In our area most hay buyers just want tifton hay, don't care or know the difference. On t- 44 it is a 75/25 split unless the landlord furnishes some/most the fertlizer. On the Tift-85 it is a 80/20 split, unless landlord furnishes all fertlizer & it is cut on a 28-32 day schedule then it is a 55/45 split. Tift-85 takes a lot of fertlizer & produces a lot of hay. Most of the time the landlord wants ALL of the tift-85 !! Then it is $ 26.00 to $32.00 per roll for mow,rake & bale for a 4x5 roll. Tift-85 is that much better.

We don't have any tift-44 left at all. Most of the tift-44 was replaced by tift-9 bahia,about the same quality hay & easier to do, also is great pasture. We grow Tift-85 & Russell now. Both are far better here for us than t-44.

scrapiron


----------



## Tim/South (Dec 12, 2011)

scrapiron, thanks for sharing you thoughts.
The 44 is not as in as good of shape as the 85. The guy baling it now got into hay for the money. It shows.
The 85 has had more attention and is sold for horse hay.

The owner mentioned $5 a roll, his part. I do not believe I can do that.
I would like to get it for $25 and acre/year. I will be feeding this to my cows. I like them as much as my horses and they pasture together.

Off topic, but I am going to try and have 17 acres of my own ready to plant this spring. Sold the timber and am digging stumps, was cultivated for years and allowed to grow up in pines.
I considered Tiff/Bahia 9. I am concerned that it will spread and take over an adjoining Alicia Bermuda field/pasture.
I am hearing great things about the Russell. Seems to make a better pasture than Tiff 85.
I rotate my pastures and hay fields every three years.


----------



## hay rake (Dec 31, 2011)

if you are going to pay for the lime and fert you need a price per acre. if you pay per roll the more YOU bring back the field the more YOU will be paying for rent. does not give a lot of incentive to bring the field back to high production. as to the price per acre what do you feel the value to you is. that should be your gauge the highest you want to pay and the lowest he will take. he is getting nothing now so anything is a step up. if it is the taxes he wants to cover see if the tax bill on the land is in your price range.


----------



## CockrellHillFarms (Aug 30, 2011)

Only do it per acres. No per bale. Ur only ripping urself off when u fertilize it than its gonna cost you more. I would tell him that he needs to cover the lime cost the first year. I usually try to make Lime the land owners responsibility but it doesnt always work. Lime will last a long time so why pay for it if you can push that back on him. Or offer to pay 1/2 of the cost of lime. Depending on how productive or unproductive the ground is currently after you put rent, lime, fertilizer, and production cost into it. It may not be worth doing. Thats math you would have to do. Especially when doing round bales, its a lot easier to get up side down in ur hay. With sq. bales its much easier to justify cost because there are more units of hay to eat up cost.


----------



## Blue Duck (Jun 4, 2009)

I would explain to him that pricing by the acre is the only way you can make your good management of his land profitable and offer him a fair price.


CockrellHillFarms said:


> I would tell him that he needs to cover the lime cost the first year.

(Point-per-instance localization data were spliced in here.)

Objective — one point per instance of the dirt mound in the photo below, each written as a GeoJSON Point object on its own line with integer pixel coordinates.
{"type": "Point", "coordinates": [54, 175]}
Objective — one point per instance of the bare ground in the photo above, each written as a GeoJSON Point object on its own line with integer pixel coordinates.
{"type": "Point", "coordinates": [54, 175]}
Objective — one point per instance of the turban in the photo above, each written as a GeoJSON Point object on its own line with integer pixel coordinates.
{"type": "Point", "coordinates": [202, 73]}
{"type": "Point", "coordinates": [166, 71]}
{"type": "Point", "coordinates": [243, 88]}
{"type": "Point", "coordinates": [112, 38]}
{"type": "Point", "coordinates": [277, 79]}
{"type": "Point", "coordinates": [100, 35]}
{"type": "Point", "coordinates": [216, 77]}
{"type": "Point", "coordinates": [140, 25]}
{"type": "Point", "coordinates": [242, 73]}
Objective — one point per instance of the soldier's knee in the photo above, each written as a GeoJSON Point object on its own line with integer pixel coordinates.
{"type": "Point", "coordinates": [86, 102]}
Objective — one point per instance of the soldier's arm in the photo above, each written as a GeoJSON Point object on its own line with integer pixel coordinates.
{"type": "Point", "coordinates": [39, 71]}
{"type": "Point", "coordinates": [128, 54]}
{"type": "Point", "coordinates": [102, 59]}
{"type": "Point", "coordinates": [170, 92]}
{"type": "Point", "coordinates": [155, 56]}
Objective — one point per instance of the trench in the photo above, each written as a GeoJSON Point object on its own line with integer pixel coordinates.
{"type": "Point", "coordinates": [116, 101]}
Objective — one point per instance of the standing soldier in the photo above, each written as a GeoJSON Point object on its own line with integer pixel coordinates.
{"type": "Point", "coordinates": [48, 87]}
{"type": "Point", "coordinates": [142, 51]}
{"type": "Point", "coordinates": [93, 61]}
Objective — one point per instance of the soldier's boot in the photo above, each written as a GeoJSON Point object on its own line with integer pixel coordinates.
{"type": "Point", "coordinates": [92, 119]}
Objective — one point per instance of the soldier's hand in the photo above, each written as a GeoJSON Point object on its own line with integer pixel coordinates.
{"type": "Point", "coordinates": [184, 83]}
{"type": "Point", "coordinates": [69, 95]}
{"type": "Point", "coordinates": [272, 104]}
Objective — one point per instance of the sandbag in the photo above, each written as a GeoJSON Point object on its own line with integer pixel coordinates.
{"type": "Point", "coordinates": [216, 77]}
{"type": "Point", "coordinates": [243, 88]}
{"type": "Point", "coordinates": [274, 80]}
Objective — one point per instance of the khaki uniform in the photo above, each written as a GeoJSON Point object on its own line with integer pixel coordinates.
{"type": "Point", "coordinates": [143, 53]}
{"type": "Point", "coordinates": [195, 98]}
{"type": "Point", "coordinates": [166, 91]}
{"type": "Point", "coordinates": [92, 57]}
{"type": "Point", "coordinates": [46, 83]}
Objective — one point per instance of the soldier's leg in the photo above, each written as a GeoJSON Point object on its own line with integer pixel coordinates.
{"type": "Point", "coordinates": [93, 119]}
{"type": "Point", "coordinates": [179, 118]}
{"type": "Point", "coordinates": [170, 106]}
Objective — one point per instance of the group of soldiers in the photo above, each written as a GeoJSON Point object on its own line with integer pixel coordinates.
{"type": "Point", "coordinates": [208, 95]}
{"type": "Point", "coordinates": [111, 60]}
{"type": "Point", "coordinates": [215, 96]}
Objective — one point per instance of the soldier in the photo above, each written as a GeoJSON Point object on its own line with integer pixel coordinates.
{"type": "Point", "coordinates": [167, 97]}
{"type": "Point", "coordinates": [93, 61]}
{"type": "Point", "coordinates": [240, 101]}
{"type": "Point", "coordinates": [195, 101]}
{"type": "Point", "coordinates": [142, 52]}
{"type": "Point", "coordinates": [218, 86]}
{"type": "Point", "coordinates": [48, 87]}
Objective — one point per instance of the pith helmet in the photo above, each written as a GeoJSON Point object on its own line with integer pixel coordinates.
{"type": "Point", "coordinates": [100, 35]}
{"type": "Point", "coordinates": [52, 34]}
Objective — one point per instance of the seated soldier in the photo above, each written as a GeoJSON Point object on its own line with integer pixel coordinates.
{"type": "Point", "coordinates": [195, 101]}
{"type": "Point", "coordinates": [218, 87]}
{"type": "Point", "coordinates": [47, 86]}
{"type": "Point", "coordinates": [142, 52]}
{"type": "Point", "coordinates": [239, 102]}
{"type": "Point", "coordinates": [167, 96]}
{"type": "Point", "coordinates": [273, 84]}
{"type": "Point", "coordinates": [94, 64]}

 I would offer to pay for the lime if he would agree to a 5+ year lease. Keep in mind he has seen no income off of this property for 8 years and starting your relationship with him getting a bill might not go over so well with him.


----------



## scrapiron (Mar 10, 2010)

Tim/South 
It will take that long to get the Tift-85 back into full production, lime,fert & letting it fill in the bare spots. The tift-44 may never get back to full production without a growing green top no-till resprigging. This will keep you from cutting ANY hay,on those acres, for about a year if you do it. It might be better to plant something else in the t-44 acres.

If he won't go for $25.00 per acre, then offer him a bonus to go with it, anything over 20 rolls per acre per year on tift-85 acres or 18 rolls per acre per year on the t-44 offer him $5.00 per roll on the bonus rolls. Here $5.00 roll on tift-85 would be $100.00 per acre. YOU CAN'T DO THAT !!!! This is based on 4x5 rolls. I would only do a lease on this field for at least 5yrs minimum, with a grower only choice 5yr release. That is if you want it for the total 10 yrs you can have it. That might be the only way to make it pencil out. It takes me 3yrs to get a field into full production, sprigging year = no hay, second year 50/70 % production , third year good to go. Just about what you have to do.

As for the tift-9, it is a MUCH improved cousin of pensacola bahia. More cold tolerance,about double the forage production,better utilization of fertlizer. Yes it is very agressive grass, get it in your bermuda and in a few years you won't have any bernuda, just like pensacola just happens faster. You can spray pensacola and tift-9 with cimaron plus in the spring useing less than 1/2 oz per acre and control it great in bermuda with NO effect on the bermuda. Don't spend your money on tiftquick it is not worth it .

scrapiron


----------